Çanlar hepimiz için çalıyor
Tolstoy büyük eseri Savaş ve Barış romanında, iki yüz yıl önce yaşanan Fransa-Rusya savaşını anlatır. 1804-1813 yılları arasında yaşananları, üç ailenin hikâyesi ile birleştirir. Savaşın acımasızlığını, erkek subayların yükselebilmeleri için ölüme karşı nasıl yürüdüğünü çarpıcı diyaloglarla romana taşır. Ne var ki, yükselmek isteyen subaylar, çoğu zaman ölüme yolladıkları gençlerin yanında çarpışır, arkalarından kahramanlık nutukları çekmezler. Savaş, aslında bütün toplumu eşit şekilde tahrip eder Savaş ve Barış’ta.

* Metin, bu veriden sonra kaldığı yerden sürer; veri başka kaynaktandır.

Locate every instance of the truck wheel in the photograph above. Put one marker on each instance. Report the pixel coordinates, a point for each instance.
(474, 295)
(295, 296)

Bizdeki savaş herkesi o kadar eşit biçimde tahrip etmiyor, sadece fakir çocuklar ölüyor. Ölen gençlerin birçoğu, sevgilisi ile bir sinemaya gidip film izleyememiş, birçoğunun belki sevgilisi bile olmamıştır. Savaş acımasızdır, buna müsaade edecek zamanı bırakmaz insana. Askerlik zorunlu, gidiyorsun. Veya iş bulamadığın, okuyamadığın için senin açından zorunlu bir tercihe dönüşüyor. Ölüyorsun, kameralar cenazende. 40 yıldır, istisnasız bütün siyasetçiler koruma ordusu ile gelirler törene ve şehitlik kendilerine nasip olsun diye dua ediyoruz derler. Ölüm soğuktur. Cennete inansa bile, cennete gideceğine emin olsa bile, önce sonuna kadar yaşamayı seçer. Birkaç yıl önce bir haber okumuştum. Bir araştırma yapılmış, kendine Müslümanım diyenler arasında. Tek soru sorulmuş. Cennete gideceğiniz garanti olsa, şu an ölmek ister misiniz? Elbette tahmin ettiğiniz gibi, büyük çoğunluk HAYIR cevabını vermiş. Çünkü yaşamak, birçok soruna rağmen sürprize açık ve güzeldir. O zaman, başkalarının çocukları üzerinden ölümü kutsamak ne kadar doğru? Hatırlarsınız, Dağlıca baskınında, tutsak alınan askerler serbest bırakıldığında, M. Ali Şahin, keşke ölselerdi de dönmeselerdi demişti. Böyle bir vicdansızlığın tarihte eşi benzeri azdır. Daha acıtıcı olanı, bu ismin o zaman titrinde Adalet Bakanı yazıyordu. Ölen kim? Kimi öldürüyoruz? Bakın bu sözler bile unutuldu.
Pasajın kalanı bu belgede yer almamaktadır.